Two hotly competing narratives have emerged over the anti-ICE protests in Los Angeles and President Donald Trump’s decision to deploy the National Guard and Marines to California. On one side, the protests symbolize crucial resistance to abuse and overreach by the Trump administration. On the other, radicals are torching cars and the troops are needed to restore law and order.
The ultimate political fallout is still unknown. But one scholar who has drilled deep into the subject is Omar Wasow, a professor at UC Berkeley who published a paper in 2020 showing that non-violent protest — especially when met with violence from the state — shifted public opinion toward the Civil Rights Movement, while protester-initiated violence fueled a right-wing backlash.
The paper happened to come out less than a week before the murder of George Floyd and it caused a stir, with commentators across the political spectrum citing Wasow’s work, and one pollster even losing his job over suggesting that violent protest could hurt Democrats’ election chances.
So, will the LA protests harm Democrats’ political prospects this time around?
In an interview with POLITICO Magazine, Wasow said it was too early to make predictions about the political consequences and noted that so far property damage had been relatively contained, with no loss of life. Trump, meanwhile, could face his own political risk if the state engages in “some spectacle of excess violence,” he said.

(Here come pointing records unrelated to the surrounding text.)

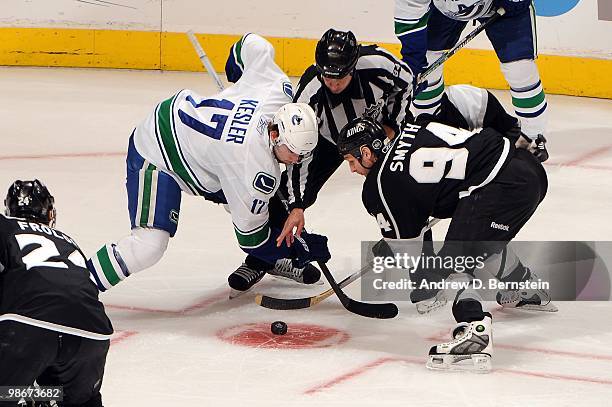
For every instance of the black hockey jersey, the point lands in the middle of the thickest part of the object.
(44, 281)
(425, 173)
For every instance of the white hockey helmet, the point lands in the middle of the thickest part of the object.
(464, 10)
(297, 128)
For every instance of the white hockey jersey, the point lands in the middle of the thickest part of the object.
(220, 145)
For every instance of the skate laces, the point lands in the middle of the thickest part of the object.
(284, 267)
(248, 273)
(460, 331)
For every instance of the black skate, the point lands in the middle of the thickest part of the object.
(284, 268)
(470, 350)
(243, 279)
(527, 299)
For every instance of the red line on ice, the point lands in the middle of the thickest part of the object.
(121, 336)
(379, 362)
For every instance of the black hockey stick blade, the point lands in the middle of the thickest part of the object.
(381, 311)
(306, 302)
(282, 303)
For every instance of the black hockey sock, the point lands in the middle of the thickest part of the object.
(520, 273)
(258, 264)
(468, 310)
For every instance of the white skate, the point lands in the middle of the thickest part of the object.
(470, 350)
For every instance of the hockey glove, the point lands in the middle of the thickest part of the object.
(418, 87)
(309, 247)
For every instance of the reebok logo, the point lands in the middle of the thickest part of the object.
(500, 226)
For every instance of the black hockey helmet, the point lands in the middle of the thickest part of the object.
(361, 132)
(30, 200)
(337, 53)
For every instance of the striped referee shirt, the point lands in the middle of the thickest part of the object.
(380, 88)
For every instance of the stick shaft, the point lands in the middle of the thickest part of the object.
(436, 64)
(205, 60)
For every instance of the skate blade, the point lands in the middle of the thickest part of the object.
(550, 307)
(237, 293)
(427, 306)
(320, 282)
(475, 363)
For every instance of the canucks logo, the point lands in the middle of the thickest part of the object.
(288, 89)
(264, 182)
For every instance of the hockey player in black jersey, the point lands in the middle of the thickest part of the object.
(480, 180)
(53, 328)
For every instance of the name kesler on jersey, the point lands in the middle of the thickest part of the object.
(241, 120)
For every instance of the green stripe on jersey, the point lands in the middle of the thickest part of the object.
(529, 102)
(146, 195)
(402, 28)
(254, 238)
(164, 120)
(431, 94)
(107, 267)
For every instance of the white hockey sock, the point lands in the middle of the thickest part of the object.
(528, 97)
(115, 262)
(429, 99)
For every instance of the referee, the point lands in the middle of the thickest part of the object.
(347, 81)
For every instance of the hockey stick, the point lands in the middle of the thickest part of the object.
(300, 303)
(306, 302)
(436, 64)
(204, 59)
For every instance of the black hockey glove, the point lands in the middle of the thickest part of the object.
(309, 247)
(418, 87)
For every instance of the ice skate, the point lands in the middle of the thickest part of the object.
(528, 299)
(427, 301)
(243, 279)
(285, 269)
(470, 350)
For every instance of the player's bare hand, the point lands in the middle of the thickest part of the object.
(295, 221)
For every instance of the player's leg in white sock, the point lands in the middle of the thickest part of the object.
(154, 200)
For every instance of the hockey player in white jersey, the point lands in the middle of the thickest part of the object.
(426, 28)
(225, 148)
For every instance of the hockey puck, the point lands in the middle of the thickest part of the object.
(278, 328)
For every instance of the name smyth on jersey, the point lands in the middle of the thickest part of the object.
(240, 121)
(35, 227)
(500, 226)
(404, 144)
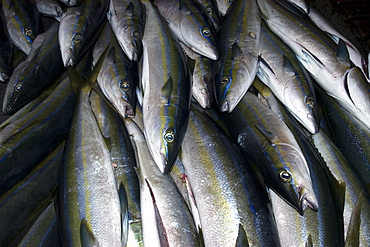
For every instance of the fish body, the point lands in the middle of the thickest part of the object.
(47, 125)
(123, 162)
(166, 86)
(327, 62)
(89, 206)
(118, 76)
(239, 39)
(79, 26)
(166, 218)
(23, 22)
(127, 21)
(280, 70)
(231, 200)
(42, 67)
(6, 50)
(344, 174)
(190, 26)
(266, 139)
(22, 203)
(51, 8)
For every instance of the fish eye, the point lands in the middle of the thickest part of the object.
(169, 136)
(27, 31)
(310, 102)
(124, 86)
(135, 35)
(206, 32)
(225, 80)
(18, 87)
(285, 176)
(77, 38)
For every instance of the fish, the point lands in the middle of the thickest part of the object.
(119, 76)
(167, 220)
(43, 232)
(79, 27)
(321, 228)
(263, 137)
(327, 62)
(123, 162)
(50, 8)
(190, 26)
(281, 71)
(42, 67)
(231, 199)
(166, 87)
(354, 187)
(6, 49)
(239, 37)
(22, 203)
(212, 12)
(127, 21)
(23, 22)
(47, 125)
(89, 206)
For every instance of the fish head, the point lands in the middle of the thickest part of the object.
(72, 33)
(20, 88)
(201, 40)
(290, 178)
(165, 134)
(302, 104)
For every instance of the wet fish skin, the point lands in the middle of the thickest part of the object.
(123, 162)
(47, 125)
(6, 49)
(227, 190)
(22, 203)
(274, 149)
(280, 70)
(51, 8)
(190, 26)
(79, 26)
(88, 202)
(42, 67)
(324, 227)
(166, 218)
(239, 39)
(23, 22)
(118, 76)
(127, 21)
(166, 86)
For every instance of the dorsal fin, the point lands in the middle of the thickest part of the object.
(166, 90)
(87, 236)
(288, 66)
(342, 53)
(242, 240)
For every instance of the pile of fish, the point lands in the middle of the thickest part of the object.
(181, 123)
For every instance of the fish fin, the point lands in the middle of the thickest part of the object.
(130, 8)
(184, 8)
(288, 66)
(166, 90)
(353, 232)
(242, 240)
(309, 241)
(264, 71)
(124, 213)
(87, 236)
(342, 53)
(236, 51)
(271, 137)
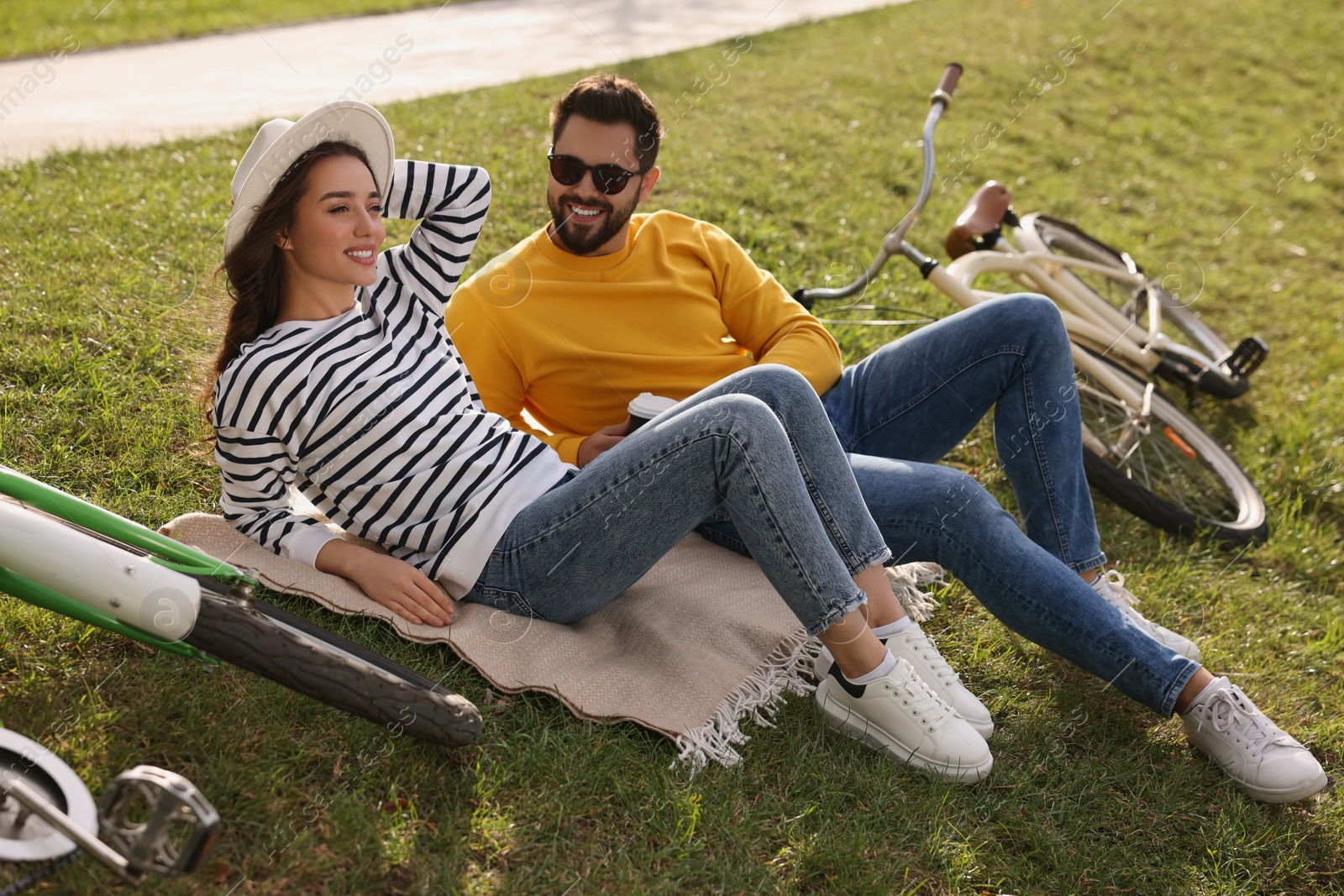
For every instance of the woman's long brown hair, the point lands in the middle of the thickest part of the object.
(255, 266)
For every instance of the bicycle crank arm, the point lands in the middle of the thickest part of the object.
(34, 802)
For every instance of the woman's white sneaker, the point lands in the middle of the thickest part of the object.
(902, 716)
(917, 647)
(1110, 584)
(1263, 759)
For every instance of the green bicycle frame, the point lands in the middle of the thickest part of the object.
(159, 548)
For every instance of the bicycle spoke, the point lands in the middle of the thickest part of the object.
(1153, 458)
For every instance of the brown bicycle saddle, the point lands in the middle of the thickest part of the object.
(981, 215)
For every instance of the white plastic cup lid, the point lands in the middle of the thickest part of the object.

Wasow also previewed some of his other work that has yet to be published, which includes some depressing, if not entirely surprising, conclusions about where things might go from here.
“Violence works a bit like a bat signal, both for Trump and for the anti-ICE movement,” he said. “People who are pro-Trump get mobilized to be more pro-Trump. And people who are anti-Trump get mobilized on behalf of the anti-mass deportation movement.”